Deep neural networks “perform well only when evaluated on instances very similar to those from the training set. When evaluated on slightly different distributions, neural networks often provide incorrect predictions with strikingly high confidence … systems quickly degrade in performance as the distributions of training and testing data differ slightly from each other … This problem is one of the most central challenges in deep learning … vanilla neural networks spread the training data widely throughout the representation space, and assign high confidence predictions to almost the entire volume of representations. This leads to major drawbacks since the network will provide high-confidence predictions to examples off the data manifold, thus lacking enough incentives to learn discriminative representations about the training data. To address these issues, we … encourages the neural network to be uncertain across the volume of the representation space unseen during training. This leads to concentrating the representations of the real training examples in a low dimensional subspace, resulting in more discriminative features”

“Out-of-distribution” failures and the need for guardrails

This paper by Papernot and McDaniel highlights a fundamental failure of many machine learning models: they fail to identify when an input is “out-of-distribution” and therefore give inaccurately confident predictions when presented with those inputs.

Their proposed solution is interesting.  However there will certainly be other proposed solutions.  We will see which proves most robust in practice.

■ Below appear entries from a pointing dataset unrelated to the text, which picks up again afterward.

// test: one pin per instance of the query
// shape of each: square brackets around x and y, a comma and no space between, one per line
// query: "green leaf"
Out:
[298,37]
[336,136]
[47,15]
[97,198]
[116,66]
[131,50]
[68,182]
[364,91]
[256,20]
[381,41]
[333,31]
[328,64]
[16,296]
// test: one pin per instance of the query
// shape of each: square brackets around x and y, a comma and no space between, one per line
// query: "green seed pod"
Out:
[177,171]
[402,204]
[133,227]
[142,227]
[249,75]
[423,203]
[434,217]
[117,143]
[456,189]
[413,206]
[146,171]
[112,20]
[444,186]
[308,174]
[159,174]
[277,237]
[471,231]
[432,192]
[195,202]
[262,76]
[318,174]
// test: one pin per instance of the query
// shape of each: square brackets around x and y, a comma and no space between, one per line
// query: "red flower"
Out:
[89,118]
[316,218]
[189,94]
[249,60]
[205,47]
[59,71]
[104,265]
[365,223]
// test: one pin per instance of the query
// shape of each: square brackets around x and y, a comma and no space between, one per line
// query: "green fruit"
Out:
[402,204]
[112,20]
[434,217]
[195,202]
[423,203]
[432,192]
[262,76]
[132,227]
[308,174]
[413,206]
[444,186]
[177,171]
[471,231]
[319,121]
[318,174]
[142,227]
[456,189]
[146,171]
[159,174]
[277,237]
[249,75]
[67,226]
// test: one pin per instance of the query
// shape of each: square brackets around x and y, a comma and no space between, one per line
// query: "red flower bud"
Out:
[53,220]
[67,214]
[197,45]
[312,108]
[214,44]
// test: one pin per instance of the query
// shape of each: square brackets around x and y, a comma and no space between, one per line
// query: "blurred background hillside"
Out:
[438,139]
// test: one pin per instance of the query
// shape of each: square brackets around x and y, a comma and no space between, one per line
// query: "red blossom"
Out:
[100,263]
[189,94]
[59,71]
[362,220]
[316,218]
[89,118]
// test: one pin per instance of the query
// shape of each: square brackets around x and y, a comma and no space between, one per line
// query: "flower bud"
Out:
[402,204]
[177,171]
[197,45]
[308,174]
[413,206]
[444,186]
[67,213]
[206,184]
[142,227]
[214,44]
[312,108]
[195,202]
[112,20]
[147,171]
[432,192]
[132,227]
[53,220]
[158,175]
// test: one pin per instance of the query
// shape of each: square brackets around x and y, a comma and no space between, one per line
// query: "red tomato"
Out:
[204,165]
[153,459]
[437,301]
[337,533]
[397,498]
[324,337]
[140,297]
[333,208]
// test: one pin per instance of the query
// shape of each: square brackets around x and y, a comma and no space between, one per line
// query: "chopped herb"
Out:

What is more interesting is their good summary of the problem:

More generally, as the ML community moves towards an end-to-end approach to learning, models are taking up roles that used to be fulfilled by pre-processing pipelines. Features are no longer manually engineered to extract a representation of the input. A good example of that is machine translation—significant progress was made by replacing systems engineered for several decades with a holistic sequence-to-sequence model. This lack of pre-processing pipeline generally means that the input domain is less constrained. Despite this, models are deployed with little input validation, which implicitly boils down to expecting the classifier to correctly classify any input that can be represented by their input layer. This goes against one of the fundamental assumptions of machine learning: models should be presented at test time with inputs that fall on their training manifold. Hence, if we deploy a model in an environment were inputs may fall outside of this data manifold, we need mechanisms for figuring out whether a specific input/output pair is acceptable for a given ML model. In security, we sometimes refer to this as admission control. This is what we’d like to achieve by estimating the training data support for a particular prediction.

This problem is most dramatically highlighted via adversarial attacks, such as those illustrated in this paper and this one.  However, real world variations of input without any bad actors involved can trigger similar failures.

In practice most data scientists are not conscious of these risks and blithely recommend deploying models without proposing any validating guardrails to go with them.